10 Tips for Making Long Flights (Somewhat) Bearable
Long flights are, quite frankly, the worst. You are stuck in a small seat inside a pressurized tube racing through the sky at 30,000 feet. You have what feels like about half an inch of leg space, the air is all recycled, the food is mediocre, and the person sitting next to you is a stranger. But hey, look on the bright side: you only have 8 more hours left in the flight! Fortunately, there are a few tricks you can use to make long flights a bit more bearable (without having to fork over a fortune for first class).
1. Try taking a sleep aid.
For really long flights, you may be able to have your doctor prescribe a medication like Ambien (generic Zolpidem), which is a common sleep aid used to combat insomnia. Ambien is pretty powerful and you should talk to your doctor about possible side effects. I once accidentally took too strong a dose on a trans-pacific flight. When I woke up in New York I found out I had engaged in a conversation in my sleep and I was inexplicably sitting on a chicken sandwich. An alternative, which is less potent but will give you a more natural sleep, is tryptophan, a common over-the-counter drug. I’ve personally had great luck with it. Even though it is over-the-counter, you should still consult your doctor about potential negative side effects and interactions with other medications.
2. Bring earplugs.
This is a good idea even if you don’t plan on sleeping. Airplanes can be noisy places, especially if there is a baby on board (young children often don’t respond well to changes in pressure and sitting still for many hours at a time). Additionally, the noise of the engines may bother you. Older aircraft, especially, are not as good at insulating the noise. You should bring earplugs so you can be prepared for anything.

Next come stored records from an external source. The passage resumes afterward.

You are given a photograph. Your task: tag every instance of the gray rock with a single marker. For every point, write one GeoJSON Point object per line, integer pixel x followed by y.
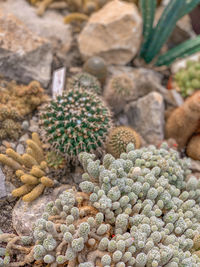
{"type": "Point", "coordinates": [49, 26]}
{"type": "Point", "coordinates": [146, 116]}
{"type": "Point", "coordinates": [25, 125]}
{"type": "Point", "coordinates": [20, 149]}
{"type": "Point", "coordinates": [25, 214]}
{"type": "Point", "coordinates": [114, 33]}
{"type": "Point", "coordinates": [24, 55]}
{"type": "Point", "coordinates": [3, 192]}
{"type": "Point", "coordinates": [145, 81]}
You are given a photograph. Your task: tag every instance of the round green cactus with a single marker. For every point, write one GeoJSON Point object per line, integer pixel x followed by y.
{"type": "Point", "coordinates": [76, 121]}
{"type": "Point", "coordinates": [188, 79]}
{"type": "Point", "coordinates": [86, 81]}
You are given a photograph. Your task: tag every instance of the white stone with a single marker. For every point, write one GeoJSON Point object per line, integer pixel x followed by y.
{"type": "Point", "coordinates": [146, 116]}
{"type": "Point", "coordinates": [24, 55]}
{"type": "Point", "coordinates": [114, 33]}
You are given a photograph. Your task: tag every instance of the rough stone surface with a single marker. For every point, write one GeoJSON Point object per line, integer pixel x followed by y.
{"type": "Point", "coordinates": [49, 26]}
{"type": "Point", "coordinates": [145, 81]}
{"type": "Point", "coordinates": [114, 33]}
{"type": "Point", "coordinates": [25, 214]}
{"type": "Point", "coordinates": [24, 56]}
{"type": "Point", "coordinates": [23, 138]}
{"type": "Point", "coordinates": [3, 192]}
{"type": "Point", "coordinates": [146, 116]}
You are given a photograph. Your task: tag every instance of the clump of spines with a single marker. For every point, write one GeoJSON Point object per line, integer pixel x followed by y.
{"type": "Point", "coordinates": [76, 121]}
{"type": "Point", "coordinates": [119, 138]}
{"type": "Point", "coordinates": [193, 147]}
{"type": "Point", "coordinates": [119, 91]}
{"type": "Point", "coordinates": [152, 207]}
{"type": "Point", "coordinates": [30, 168]}
{"type": "Point", "coordinates": [70, 230]}
{"type": "Point", "coordinates": [21, 244]}
{"type": "Point", "coordinates": [138, 210]}
{"type": "Point", "coordinates": [85, 81]}
{"type": "Point", "coordinates": [187, 80]}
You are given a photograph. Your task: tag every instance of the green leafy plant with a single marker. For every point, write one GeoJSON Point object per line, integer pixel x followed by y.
{"type": "Point", "coordinates": [155, 37]}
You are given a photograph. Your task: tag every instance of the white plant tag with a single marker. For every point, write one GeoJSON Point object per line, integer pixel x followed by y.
{"type": "Point", "coordinates": [58, 83]}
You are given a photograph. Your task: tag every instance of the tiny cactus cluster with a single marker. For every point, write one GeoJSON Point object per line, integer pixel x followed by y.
{"type": "Point", "coordinates": [118, 91]}
{"type": "Point", "coordinates": [193, 147]}
{"type": "Point", "coordinates": [138, 210]}
{"type": "Point", "coordinates": [188, 79]}
{"type": "Point", "coordinates": [119, 138]}
{"type": "Point", "coordinates": [25, 98]}
{"type": "Point", "coordinates": [76, 121]}
{"type": "Point", "coordinates": [30, 168]}
{"type": "Point", "coordinates": [85, 81]}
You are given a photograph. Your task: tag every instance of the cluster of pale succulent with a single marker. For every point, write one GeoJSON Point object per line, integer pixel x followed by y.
{"type": "Point", "coordinates": [139, 210]}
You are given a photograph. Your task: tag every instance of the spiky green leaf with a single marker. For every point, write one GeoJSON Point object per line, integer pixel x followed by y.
{"type": "Point", "coordinates": [185, 49]}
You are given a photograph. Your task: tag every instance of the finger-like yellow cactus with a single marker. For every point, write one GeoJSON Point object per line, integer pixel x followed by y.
{"type": "Point", "coordinates": [30, 168]}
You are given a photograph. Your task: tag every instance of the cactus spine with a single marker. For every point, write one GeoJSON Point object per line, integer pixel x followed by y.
{"type": "Point", "coordinates": [185, 49]}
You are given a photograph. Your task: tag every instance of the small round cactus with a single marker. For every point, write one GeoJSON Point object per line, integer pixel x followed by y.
{"type": "Point", "coordinates": [75, 122]}
{"type": "Point", "coordinates": [85, 81]}
{"type": "Point", "coordinates": [119, 138]}
{"type": "Point", "coordinates": [97, 67]}
{"type": "Point", "coordinates": [119, 91]}
{"type": "Point", "coordinates": [188, 79]}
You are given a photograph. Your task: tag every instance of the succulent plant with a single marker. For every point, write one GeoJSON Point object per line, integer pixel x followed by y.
{"type": "Point", "coordinates": [24, 99]}
{"type": "Point", "coordinates": [119, 91]}
{"type": "Point", "coordinates": [119, 138]}
{"type": "Point", "coordinates": [85, 81]}
{"type": "Point", "coordinates": [139, 210]}
{"type": "Point", "coordinates": [55, 160]}
{"type": "Point", "coordinates": [184, 120]}
{"type": "Point", "coordinates": [193, 147]}
{"type": "Point", "coordinates": [155, 37]}
{"type": "Point", "coordinates": [31, 168]}
{"type": "Point", "coordinates": [76, 121]}
{"type": "Point", "coordinates": [187, 80]}
{"type": "Point", "coordinates": [97, 67]}
{"type": "Point", "coordinates": [9, 123]}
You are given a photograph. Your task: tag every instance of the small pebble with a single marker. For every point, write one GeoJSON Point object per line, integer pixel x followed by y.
{"type": "Point", "coordinates": [20, 149]}
{"type": "Point", "coordinates": [23, 138]}
{"type": "Point", "coordinates": [25, 125]}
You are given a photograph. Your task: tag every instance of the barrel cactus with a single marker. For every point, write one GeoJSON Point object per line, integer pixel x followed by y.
{"type": "Point", "coordinates": [76, 121]}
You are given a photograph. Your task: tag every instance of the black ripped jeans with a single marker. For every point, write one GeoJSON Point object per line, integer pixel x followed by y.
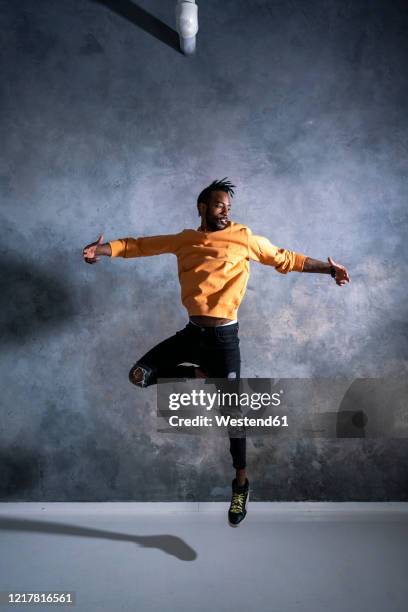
{"type": "Point", "coordinates": [214, 349]}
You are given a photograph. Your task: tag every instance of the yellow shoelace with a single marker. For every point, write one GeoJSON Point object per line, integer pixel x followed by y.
{"type": "Point", "coordinates": [237, 502]}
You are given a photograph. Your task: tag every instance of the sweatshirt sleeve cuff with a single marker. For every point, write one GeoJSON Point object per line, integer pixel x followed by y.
{"type": "Point", "coordinates": [299, 262]}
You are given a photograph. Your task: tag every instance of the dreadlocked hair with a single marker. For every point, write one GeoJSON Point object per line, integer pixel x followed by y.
{"type": "Point", "coordinates": [222, 185]}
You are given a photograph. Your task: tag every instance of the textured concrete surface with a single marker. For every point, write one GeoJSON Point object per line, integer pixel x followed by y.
{"type": "Point", "coordinates": [296, 561]}
{"type": "Point", "coordinates": [106, 127]}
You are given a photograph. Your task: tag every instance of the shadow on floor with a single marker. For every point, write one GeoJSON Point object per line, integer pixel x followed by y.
{"type": "Point", "coordinates": [171, 545]}
{"type": "Point", "coordinates": [144, 20]}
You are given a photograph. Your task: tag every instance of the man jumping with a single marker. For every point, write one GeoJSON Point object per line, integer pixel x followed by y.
{"type": "Point", "coordinates": [213, 269]}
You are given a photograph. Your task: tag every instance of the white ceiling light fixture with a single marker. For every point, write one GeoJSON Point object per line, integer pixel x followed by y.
{"type": "Point", "coordinates": [187, 25]}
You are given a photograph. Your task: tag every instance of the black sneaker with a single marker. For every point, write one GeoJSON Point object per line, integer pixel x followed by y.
{"type": "Point", "coordinates": [239, 500]}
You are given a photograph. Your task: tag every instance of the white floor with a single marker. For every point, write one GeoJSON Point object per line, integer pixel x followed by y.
{"type": "Point", "coordinates": [285, 557]}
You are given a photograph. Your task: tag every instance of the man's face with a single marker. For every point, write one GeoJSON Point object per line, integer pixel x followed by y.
{"type": "Point", "coordinates": [216, 212]}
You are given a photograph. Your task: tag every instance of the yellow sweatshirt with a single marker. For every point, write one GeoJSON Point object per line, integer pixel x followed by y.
{"type": "Point", "coordinates": [213, 267]}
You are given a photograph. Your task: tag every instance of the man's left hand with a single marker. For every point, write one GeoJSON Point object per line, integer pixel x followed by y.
{"type": "Point", "coordinates": [342, 276]}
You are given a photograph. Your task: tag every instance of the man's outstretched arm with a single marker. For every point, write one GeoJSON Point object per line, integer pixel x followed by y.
{"type": "Point", "coordinates": [284, 260]}
{"type": "Point", "coordinates": [337, 271]}
{"type": "Point", "coordinates": [130, 247]}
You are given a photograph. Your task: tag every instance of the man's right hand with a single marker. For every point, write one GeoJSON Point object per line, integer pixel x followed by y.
{"type": "Point", "coordinates": [90, 252]}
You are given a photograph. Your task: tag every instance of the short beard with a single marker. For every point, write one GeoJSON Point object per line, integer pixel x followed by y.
{"type": "Point", "coordinates": [213, 224]}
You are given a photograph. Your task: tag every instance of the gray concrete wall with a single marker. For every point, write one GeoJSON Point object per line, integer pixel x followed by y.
{"type": "Point", "coordinates": [106, 127]}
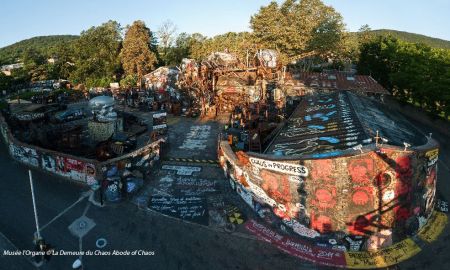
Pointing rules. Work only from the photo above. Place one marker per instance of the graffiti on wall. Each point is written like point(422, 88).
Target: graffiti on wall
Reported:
point(381, 195)
point(24, 154)
point(294, 247)
point(4, 131)
point(69, 167)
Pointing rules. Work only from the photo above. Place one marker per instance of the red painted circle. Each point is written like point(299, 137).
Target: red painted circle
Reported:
point(360, 197)
point(323, 195)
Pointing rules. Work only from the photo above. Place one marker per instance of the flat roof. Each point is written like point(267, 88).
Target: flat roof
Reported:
point(328, 123)
point(340, 81)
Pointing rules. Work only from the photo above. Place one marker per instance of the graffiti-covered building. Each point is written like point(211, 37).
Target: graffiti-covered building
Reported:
point(342, 168)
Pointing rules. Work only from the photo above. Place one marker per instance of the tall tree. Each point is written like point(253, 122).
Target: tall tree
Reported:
point(97, 54)
point(166, 34)
point(297, 28)
point(137, 56)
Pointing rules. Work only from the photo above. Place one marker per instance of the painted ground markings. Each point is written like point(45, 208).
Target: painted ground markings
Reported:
point(196, 138)
point(182, 170)
point(191, 160)
point(81, 226)
point(434, 227)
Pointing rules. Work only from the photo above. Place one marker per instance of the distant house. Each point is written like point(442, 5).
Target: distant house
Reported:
point(6, 69)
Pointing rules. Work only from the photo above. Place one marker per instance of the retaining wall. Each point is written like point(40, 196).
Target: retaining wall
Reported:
point(359, 200)
point(78, 169)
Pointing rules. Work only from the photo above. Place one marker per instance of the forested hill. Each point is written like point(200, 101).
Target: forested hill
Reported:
point(43, 44)
point(414, 38)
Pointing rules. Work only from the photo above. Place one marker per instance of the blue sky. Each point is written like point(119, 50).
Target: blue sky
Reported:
point(21, 19)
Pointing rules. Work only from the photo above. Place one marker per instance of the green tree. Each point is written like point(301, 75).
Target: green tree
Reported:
point(5, 82)
point(297, 28)
point(96, 54)
point(129, 81)
point(137, 56)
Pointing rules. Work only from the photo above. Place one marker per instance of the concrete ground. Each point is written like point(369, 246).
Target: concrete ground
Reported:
point(179, 240)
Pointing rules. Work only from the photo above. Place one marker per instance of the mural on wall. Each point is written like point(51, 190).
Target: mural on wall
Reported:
point(377, 196)
point(71, 168)
point(24, 154)
point(4, 131)
point(126, 174)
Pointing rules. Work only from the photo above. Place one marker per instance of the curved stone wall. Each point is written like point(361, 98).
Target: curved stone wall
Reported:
point(78, 169)
point(361, 201)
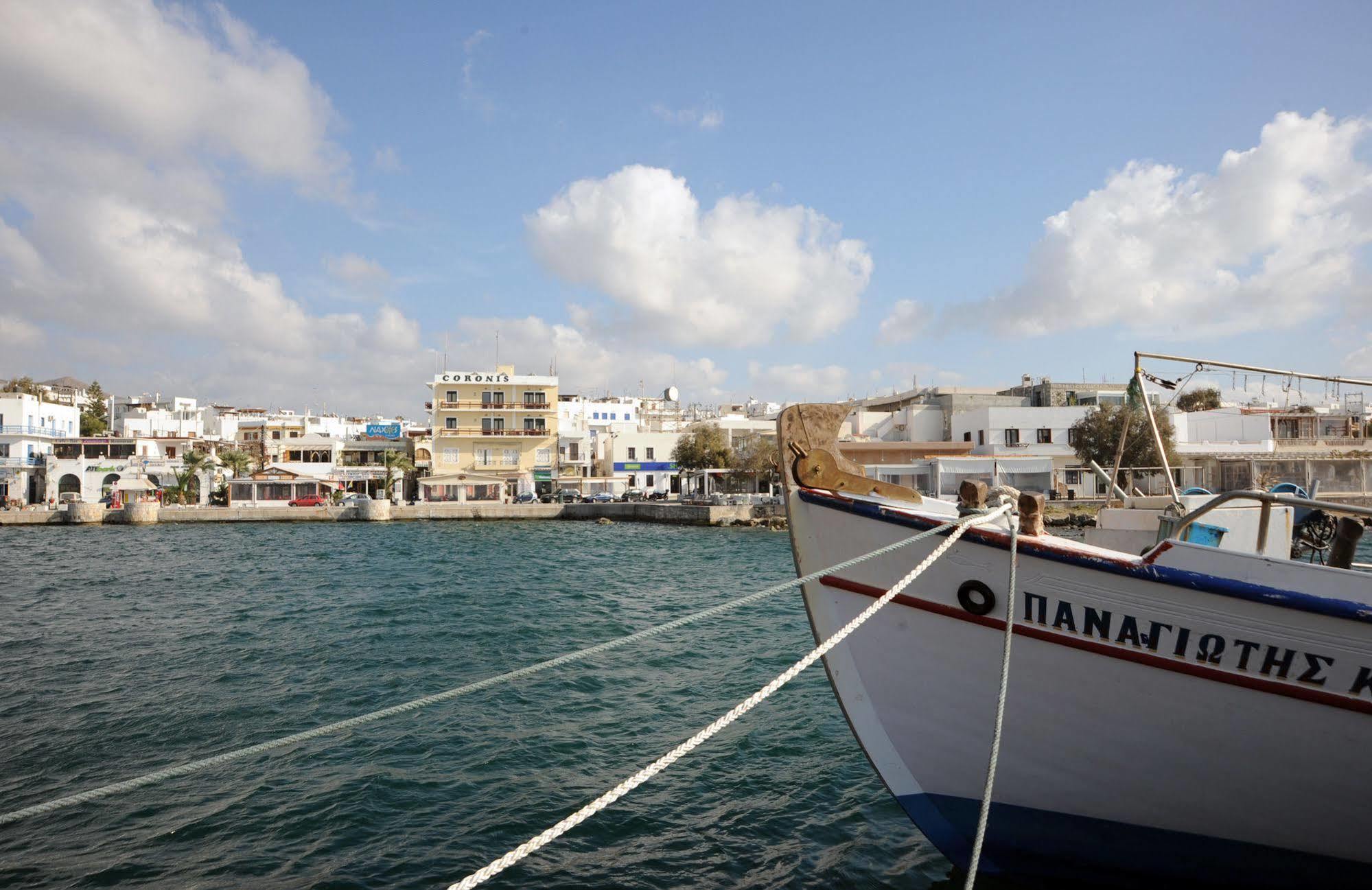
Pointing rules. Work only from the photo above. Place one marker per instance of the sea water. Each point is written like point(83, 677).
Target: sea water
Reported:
point(129, 649)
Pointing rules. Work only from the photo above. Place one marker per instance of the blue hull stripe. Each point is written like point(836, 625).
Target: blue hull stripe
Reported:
point(1126, 565)
point(1061, 848)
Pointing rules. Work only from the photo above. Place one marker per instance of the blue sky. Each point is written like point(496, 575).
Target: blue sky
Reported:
point(405, 211)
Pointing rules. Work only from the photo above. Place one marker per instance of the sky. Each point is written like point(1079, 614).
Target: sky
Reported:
point(312, 207)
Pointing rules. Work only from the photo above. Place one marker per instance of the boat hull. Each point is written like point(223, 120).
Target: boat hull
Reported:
point(1157, 723)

3. Drink lots of water—and no alcohol.
The air at 30,000 feet gets pretty dry. This will dehydrate you quickly and can make you feel ill. Drinking alcohol on long flights will make the dehydration issue much worse. In addition, cabin pressure is typically kept at about the equivalent of 6,000 feet above sea level, so your oxygen is limited. Alcohol is not a great solution for long flights...water is.